When you first start medication, you may experience some side effects that can, in some cases, be very disrupting. Never stop taking your medication before speaking to your pharmacist. He or she will be there to give you advice on how to reduce adverse effects or discuss treatment alternatives with your doctor, if necessary.

Choosing a treatment: to each his own

Unlike the olden days, a person with epilepsy today has the freedom to choose a treatment among many options. Between 70 and 80% of patients succeed in managing their illness in a satisfactory way with only one medication. Selecting a medication is done according to several criteria, including:

  • posology (how many times a day you must take it);
  • possible side effects;
  • warnings and precautions;
  • risk of interaction with other medication;
  • other treatment options;
  • patient’s personal preference.

Don’t forget that the pharmacist is a specialist in medication and can therefore tell you more about all of its aspects.
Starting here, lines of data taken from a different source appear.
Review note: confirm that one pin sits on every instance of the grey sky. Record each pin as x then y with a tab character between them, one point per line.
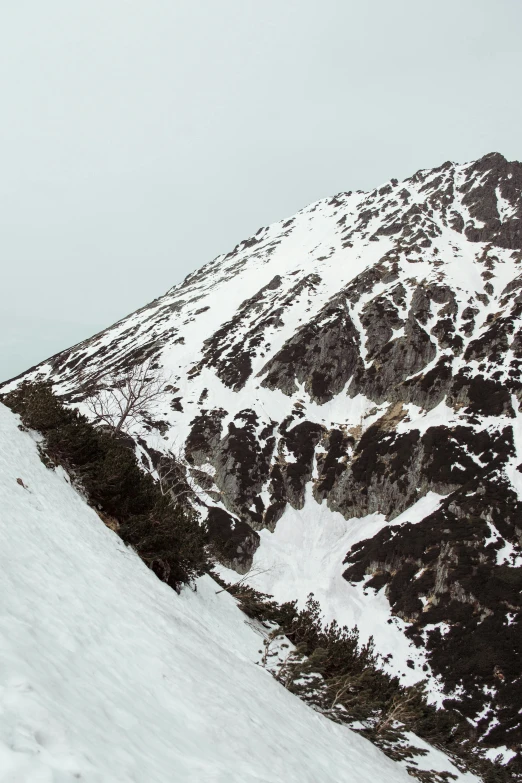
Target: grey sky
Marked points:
140	139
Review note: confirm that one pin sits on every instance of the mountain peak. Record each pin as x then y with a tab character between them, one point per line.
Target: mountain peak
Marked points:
344	387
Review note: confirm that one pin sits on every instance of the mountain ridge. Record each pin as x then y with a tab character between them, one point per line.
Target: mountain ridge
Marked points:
361	355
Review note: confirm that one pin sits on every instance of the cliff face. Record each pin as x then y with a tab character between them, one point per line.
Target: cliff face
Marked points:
365	353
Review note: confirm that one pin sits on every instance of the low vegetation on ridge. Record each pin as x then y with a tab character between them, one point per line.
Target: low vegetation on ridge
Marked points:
327	667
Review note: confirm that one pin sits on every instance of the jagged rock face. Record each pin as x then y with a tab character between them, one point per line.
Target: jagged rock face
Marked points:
367	350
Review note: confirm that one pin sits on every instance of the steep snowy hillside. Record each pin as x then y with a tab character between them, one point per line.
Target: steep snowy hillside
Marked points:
344	391
108	675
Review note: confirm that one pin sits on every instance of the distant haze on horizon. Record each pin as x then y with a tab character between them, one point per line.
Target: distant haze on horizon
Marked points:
140	140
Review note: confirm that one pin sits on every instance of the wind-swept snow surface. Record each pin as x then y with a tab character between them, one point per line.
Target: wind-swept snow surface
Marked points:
107	675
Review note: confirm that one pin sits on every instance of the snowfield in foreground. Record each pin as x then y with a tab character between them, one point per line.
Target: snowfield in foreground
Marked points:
107	675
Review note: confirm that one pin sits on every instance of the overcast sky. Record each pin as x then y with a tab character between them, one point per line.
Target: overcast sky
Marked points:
141	138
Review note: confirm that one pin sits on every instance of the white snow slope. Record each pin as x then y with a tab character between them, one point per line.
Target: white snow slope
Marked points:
106	675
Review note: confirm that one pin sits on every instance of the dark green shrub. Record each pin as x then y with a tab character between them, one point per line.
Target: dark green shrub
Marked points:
166	536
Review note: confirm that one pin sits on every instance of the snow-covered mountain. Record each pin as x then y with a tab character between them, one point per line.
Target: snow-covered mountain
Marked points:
344	390
107	675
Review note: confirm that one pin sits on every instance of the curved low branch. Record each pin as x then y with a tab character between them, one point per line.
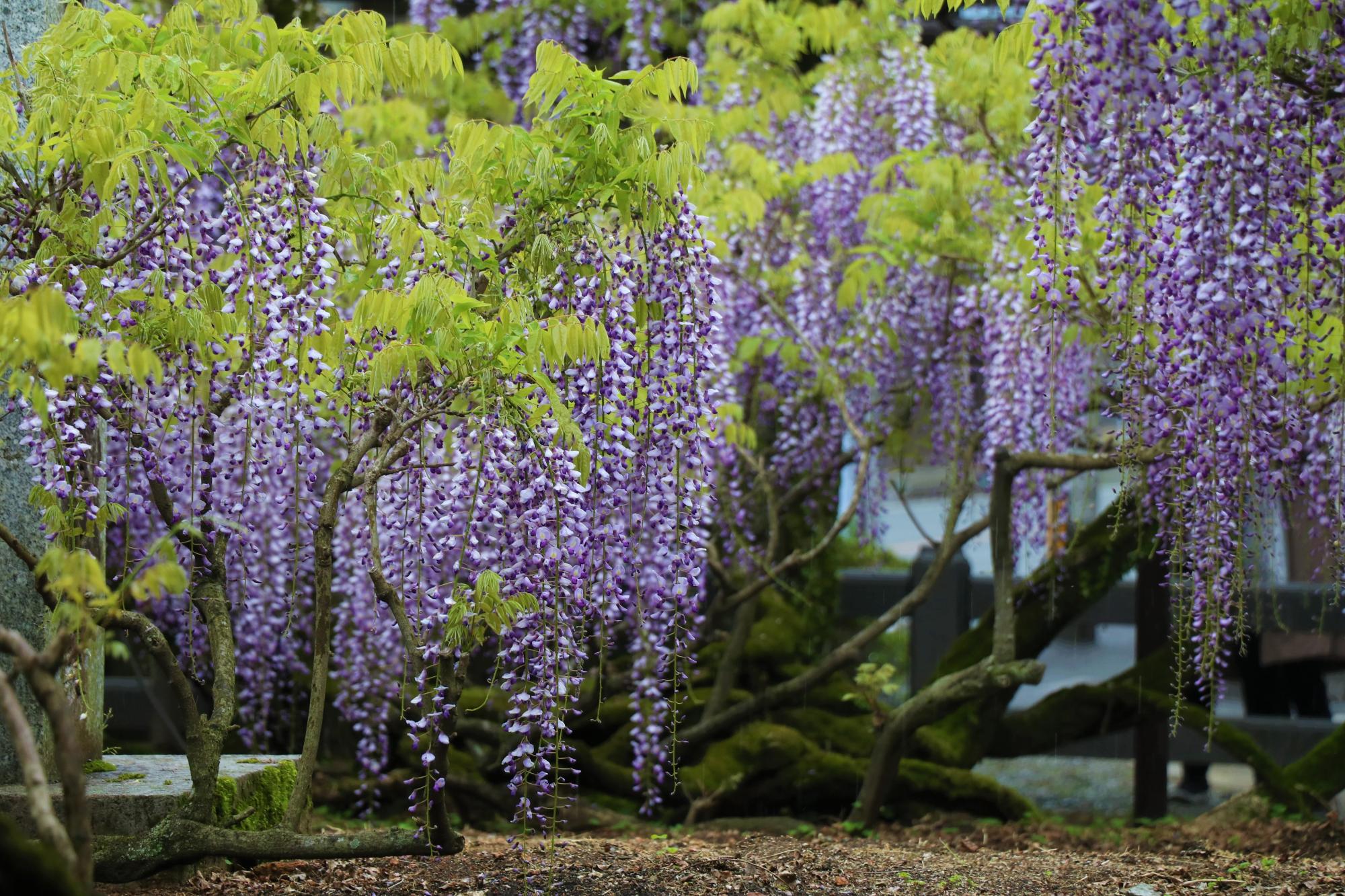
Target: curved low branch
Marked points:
67	733
50	830
925	706
841	657
177	841
1118	704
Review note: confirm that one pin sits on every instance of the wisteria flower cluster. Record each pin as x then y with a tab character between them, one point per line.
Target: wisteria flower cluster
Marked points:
1214	140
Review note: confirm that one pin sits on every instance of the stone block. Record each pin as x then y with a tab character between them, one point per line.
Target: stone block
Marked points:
138	791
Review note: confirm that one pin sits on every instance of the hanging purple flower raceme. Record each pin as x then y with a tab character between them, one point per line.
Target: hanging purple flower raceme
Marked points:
1219	222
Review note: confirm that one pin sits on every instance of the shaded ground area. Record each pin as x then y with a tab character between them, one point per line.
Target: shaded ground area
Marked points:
937	857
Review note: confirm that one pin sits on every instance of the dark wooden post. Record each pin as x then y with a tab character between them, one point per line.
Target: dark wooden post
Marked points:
1153	615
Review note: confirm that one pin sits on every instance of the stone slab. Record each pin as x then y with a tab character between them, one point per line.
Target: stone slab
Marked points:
141	791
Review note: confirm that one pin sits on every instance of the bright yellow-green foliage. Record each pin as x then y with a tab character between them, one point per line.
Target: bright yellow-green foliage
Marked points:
112	101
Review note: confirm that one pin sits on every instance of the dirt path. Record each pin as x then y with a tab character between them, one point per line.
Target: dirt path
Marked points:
945	858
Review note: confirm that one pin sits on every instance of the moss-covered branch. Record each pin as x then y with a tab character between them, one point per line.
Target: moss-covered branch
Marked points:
1143	692
923	708
177	841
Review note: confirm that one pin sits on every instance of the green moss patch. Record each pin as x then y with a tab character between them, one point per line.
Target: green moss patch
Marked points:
266	791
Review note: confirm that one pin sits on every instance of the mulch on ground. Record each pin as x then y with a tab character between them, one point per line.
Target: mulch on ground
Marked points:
934	857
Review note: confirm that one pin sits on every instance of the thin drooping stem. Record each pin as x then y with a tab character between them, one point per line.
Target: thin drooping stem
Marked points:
1003	557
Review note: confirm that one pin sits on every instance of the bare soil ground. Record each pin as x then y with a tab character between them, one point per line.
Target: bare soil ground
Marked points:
935	857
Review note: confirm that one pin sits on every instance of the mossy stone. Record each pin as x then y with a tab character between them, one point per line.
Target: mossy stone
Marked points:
766	767
267	792
779	635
In order to properly control their symptoms, some people may have to combine several medications. If this is your case, don’t worry. These medications will work together to keep you healthy.

Taking medication: a step towards success

It is of utmost importance to keep taking your treatment. With time, you might possibly lower your guard and forget or stop taking your medication because you believe you are cured. Unfortunately, the recurrence of a seizure will be a harsh reminder that this is not the case. Most often, the absence of seizures is a sign that your treatment is working. However, if you are patient and your risk of relapse is low, your doctor may decide to stop treatment if you have not had a seizure in two to five years since beginning your treatment.
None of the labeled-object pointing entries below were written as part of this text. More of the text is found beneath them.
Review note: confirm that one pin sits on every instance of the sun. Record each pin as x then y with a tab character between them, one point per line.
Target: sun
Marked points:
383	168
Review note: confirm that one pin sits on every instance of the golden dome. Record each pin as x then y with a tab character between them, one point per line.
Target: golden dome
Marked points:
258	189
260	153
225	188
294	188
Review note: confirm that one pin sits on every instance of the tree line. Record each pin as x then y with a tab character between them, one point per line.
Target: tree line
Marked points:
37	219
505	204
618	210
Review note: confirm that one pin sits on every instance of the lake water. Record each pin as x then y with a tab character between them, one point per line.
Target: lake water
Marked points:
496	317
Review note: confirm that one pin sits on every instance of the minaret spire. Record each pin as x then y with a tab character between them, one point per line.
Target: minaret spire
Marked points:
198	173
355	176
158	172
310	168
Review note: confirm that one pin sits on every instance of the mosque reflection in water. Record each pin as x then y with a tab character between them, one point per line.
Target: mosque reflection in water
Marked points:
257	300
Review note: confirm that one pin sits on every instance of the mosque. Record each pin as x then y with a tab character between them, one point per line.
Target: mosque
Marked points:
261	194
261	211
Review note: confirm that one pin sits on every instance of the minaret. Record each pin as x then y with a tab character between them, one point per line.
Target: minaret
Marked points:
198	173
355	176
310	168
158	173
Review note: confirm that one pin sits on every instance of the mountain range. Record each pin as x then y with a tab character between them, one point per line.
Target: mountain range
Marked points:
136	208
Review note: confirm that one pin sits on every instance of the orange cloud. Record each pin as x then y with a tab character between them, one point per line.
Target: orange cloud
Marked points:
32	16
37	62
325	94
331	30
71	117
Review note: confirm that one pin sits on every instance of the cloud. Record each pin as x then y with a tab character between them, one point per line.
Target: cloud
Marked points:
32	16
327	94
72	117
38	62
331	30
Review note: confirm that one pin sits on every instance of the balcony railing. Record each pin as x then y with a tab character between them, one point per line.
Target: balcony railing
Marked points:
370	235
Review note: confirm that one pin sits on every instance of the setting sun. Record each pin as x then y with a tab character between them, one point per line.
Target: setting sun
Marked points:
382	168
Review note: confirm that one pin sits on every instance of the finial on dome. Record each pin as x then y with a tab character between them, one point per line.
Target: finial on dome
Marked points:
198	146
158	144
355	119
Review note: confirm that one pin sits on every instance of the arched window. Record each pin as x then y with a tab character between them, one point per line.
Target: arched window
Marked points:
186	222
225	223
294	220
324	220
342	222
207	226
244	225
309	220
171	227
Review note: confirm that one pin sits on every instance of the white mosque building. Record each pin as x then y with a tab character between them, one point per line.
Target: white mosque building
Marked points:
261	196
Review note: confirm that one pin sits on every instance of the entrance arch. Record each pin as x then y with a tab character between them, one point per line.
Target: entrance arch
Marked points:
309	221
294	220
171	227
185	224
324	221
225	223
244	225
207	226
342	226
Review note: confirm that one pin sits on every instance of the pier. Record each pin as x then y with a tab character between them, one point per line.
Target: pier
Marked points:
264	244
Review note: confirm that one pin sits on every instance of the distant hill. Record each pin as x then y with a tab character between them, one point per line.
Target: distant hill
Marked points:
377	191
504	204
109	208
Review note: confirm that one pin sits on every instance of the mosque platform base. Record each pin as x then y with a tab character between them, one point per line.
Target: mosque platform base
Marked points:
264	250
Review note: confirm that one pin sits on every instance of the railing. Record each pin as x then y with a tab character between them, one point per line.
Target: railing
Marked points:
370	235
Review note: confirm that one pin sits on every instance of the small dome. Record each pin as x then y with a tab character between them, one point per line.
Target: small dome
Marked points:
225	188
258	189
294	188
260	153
A few tips to help prevent seizures

Making a few lifestyle changes could reduce the occurrence of a seizure. For example:

  • lowering your alcohol intake;
  • lowering your caffeine intake;
  • reducing stress through relaxation exercises;
  • avoiding hyperventilation;
  • getting enough sleep;
  • eating healthy and regularly;
  • preventing head trauma by wearing a helmet for sports;
  • avoiding places with flashing lights and loud music.

To help make epileptic seizures a thing of the past, it is essential to take medication on a regular basis. Otherwise, you may have to live with the constant fear of losing control during a seizure that could occur in the most unexpected or unfortunate situation. Thanks to certain measures, epilepsy is an illness that can be managed; take over and you could win this battle!